One late night, coming back from a swing shift, he’d seen her and Peter through the window. They were dancing in the moonlight to something on the radio and he’d seen the phosphorescent colors on Mary Jane as she wiggled and writhed like the music had gotten into her and this was the only way to let it out.

He’d wanted to break through the window, to grab her and take her away from her unjustly blessed husband and show her what a real man was like, a man who struggled for what he got. But he didn’t. He walked off, like he’d been doing ever since, home to his loneliness and eventually an ill-fated attempt to replace her with a wife of his own.

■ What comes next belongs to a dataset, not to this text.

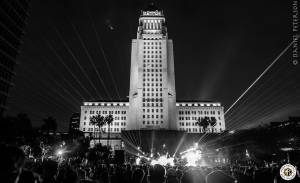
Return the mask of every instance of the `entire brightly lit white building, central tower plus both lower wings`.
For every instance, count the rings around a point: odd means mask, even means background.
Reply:
[[[216,125],[208,132],[225,130],[224,110],[219,102],[177,101],[173,42],[168,38],[163,11],[155,7],[141,12],[137,38],[131,45],[129,101],[84,102],[81,106],[80,130],[99,132],[90,125],[93,115],[114,116],[114,122],[103,132],[158,129],[203,133],[197,126],[200,118],[214,117]]]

And now there wasn’t even some shabby substitute to come home to after a day’s work. He missed his ex more than he cared to admit, but still, he would’ve traded all his time with her for one night with Mary Jane. The real thing.

Eddie heard his phone ring and he hurriedly put the photograph back in its drawer, as if his caller might see. But no, no one would see. This was a company town now and the executives never slummed with working men like him. And his guys never bothered to come around. Who wanted to spend their off-hours with the boss, even if he was just a foreman?

He picked up the phone, sure it would simply be a wrong number, and could not have been more surprised to hear Mary Jane’s voice like his photograph had finally decided to talk back to him.